The only studies on the effectiveness of tetanus vaccination in actually preventing tetanus infections have been done on pregnant women in developing countries, in a bid to decrease newborn tetanus infections and death. Hygienic birth conditions entirely prevent newborn tetanus infections, while tetanus-vaccinated pregnant mothers without access to hygienic birth support lost 40% of their newborns to tetanus.
When eaten, dormant tetanus spores have no impact on blood anti-toxin levels. But they do have an impact on agglutinin, another immune defense component. Agglutinin glues together the dormant spores, both rendering them impotent to cause disease, and identifying them as something to fight. Any tetanus species a mammals’ agglutinin has previously encountered through the digestive system is then unable to cause tetanus, unless harsh and infected wounds are present.
B: Misinformation About Tetanus Vaccination Safety
Just a quick note on formaldehyde (because to cover its hazards properly would take a whole textbook). Formaldehyde is used to kill and preserve tetanus bacteria before injecting the mixture as a vaccine against tetanus. In my online programs, I go into some of the evidence linking formaldehyde to the health challenges underlying autism. Essentially, it’s highly toxic and makes reactions to other things worse.
A 1984 Bangladesh study of anti-tetanus vaccination of children already infected with tetanus is sickening. 74% of the children aged 1 to 12 died, and 68% of those aged 13 to 30 died.
C: Suppression of More Effective Routes to Tetanus Immunity
Those kids in the Bangladeshi study? The children aged 1-12 who were given just one gram of vitamin C a day ALL lived. And those aged 13 to 30 given that same single gram of vitamin C (likely insufficient for their larger body size and higher need) saw deaths reduced to 37%.
It isn’t clear whether the trial was a randomized, blinded, trial (considered indisputable), but 20 years later, no-one has bothered to investigate. Drug companies can’t make money from Vitamin C, whereas vaccinations are hugely profitable.
Oral exposure to tetanus (eating or breathing in soil particles) builds resistance to whichever strains of tetanus bacteria are ingested. In 1926, two MDs found that guinea pigs fed separate strains of tetanus bacteria in their food were then resistant to that specific strain of bacteria. Guinea pigs fed all strains of tetanus were unable to be infected by any strains of tetanus bacteria.
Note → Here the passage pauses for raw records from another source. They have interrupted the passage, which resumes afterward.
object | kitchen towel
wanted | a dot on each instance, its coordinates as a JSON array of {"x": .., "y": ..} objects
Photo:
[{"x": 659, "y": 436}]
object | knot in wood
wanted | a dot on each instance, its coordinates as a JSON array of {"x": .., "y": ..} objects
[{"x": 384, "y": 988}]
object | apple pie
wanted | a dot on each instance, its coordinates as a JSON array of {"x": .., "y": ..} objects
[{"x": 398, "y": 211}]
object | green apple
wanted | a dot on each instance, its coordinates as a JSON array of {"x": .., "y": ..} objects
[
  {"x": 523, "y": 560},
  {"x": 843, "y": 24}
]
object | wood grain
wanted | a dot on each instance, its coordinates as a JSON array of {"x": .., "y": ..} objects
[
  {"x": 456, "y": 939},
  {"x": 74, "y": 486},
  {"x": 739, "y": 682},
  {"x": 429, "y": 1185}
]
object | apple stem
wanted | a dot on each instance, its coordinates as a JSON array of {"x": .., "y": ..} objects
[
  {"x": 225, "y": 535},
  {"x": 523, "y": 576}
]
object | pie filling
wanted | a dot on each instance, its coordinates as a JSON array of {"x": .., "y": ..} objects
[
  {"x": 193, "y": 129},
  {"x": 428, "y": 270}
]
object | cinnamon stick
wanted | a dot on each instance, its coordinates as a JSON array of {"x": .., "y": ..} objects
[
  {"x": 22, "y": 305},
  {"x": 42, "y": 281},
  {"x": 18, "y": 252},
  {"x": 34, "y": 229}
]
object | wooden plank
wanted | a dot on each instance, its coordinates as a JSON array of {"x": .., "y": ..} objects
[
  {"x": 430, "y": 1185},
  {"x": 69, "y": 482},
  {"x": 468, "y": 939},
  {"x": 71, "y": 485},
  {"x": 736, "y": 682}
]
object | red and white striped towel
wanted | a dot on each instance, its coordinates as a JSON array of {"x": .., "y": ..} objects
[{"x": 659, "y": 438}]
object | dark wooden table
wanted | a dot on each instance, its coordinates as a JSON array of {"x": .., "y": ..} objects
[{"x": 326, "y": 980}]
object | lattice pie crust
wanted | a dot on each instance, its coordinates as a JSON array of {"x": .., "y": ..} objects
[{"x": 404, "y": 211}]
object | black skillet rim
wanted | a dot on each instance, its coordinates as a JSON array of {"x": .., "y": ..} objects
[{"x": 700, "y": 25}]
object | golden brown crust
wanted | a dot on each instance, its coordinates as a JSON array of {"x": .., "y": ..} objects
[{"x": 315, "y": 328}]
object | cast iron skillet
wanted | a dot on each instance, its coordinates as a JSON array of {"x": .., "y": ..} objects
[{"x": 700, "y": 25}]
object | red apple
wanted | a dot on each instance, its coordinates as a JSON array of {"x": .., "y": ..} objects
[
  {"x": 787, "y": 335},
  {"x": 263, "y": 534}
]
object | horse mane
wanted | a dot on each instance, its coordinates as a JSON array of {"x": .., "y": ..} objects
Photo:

When dormant tetanus spores are injected, no disease results. To create tetanus disease from the dormant spores found in soil, you need a festering wound. Period. So don’t let your wounds fester, ok?
Neonatal tetanus is virtually eradicated when a newborn’s umbilical cord is cut with a sterile blade. A 1989 Tanzanian study discovered that hygienic childbirth practices render tetanus vaccination during pregnancy unnecessary (no newborns with tetanus), and that for mothers who had been vaccinated during pregnancy but had no access to hygienic birth support, 40% of their children succumbed to tetanus despite vaccination.
D: Polarization into Vaccination vs. Epidemic Diatribes
For this one, I’m going to ask you to just pay attention. Whenever and wherever you see or hear vaccinations mentioned, either for or against, count how many people don’t polarize by choosing one team or another. And just notice what either side does to any person who refuses to judge and take a side… Then come and tell me about it, ok?